Pavel Pavlovich se había instalado con toda comodidad. Sentado en la misma silla de la otra noche, fumaba un pitillo y acababa de servirse la cuarta y última copa de la botella. Encima de la mesa, a su lado, estaban la tetera y la taza, casi intacta. Su cara congestionada resplandecía de satisfacción. Se había quitado la americana, quedándose en mangas de camisa.

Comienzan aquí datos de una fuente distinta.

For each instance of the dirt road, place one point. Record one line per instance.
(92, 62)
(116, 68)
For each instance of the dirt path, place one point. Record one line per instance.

—Usted me dispensa, ¿verdad, amigo mío? —exclamó al ver a Veltchaninov, levantándose para ponerse de nuevo la americana—; me la había quitado para estar más cómodo…

Veltchaninov se dirigió hacia él con aire amenazador.

—¿Sigue usted completamente borracho? ¿O está usted todavía en estado de entender lo que se le diga?

Pavel Pavlovich titubeó un instante.

—Hombre… no… no del todo… He cumplido mis últimos deberes con el difunto, y… no, no del todo.

—Bueno; ¿se siente usted capaz de comprenderme?

—Precisamente para eso he venido, para comprenderle…

—En ese caso —dijo Veltchaninov con voz apagada por la cólera—, en ese caso empezaré por decirle terminantemente que es usted un miserable.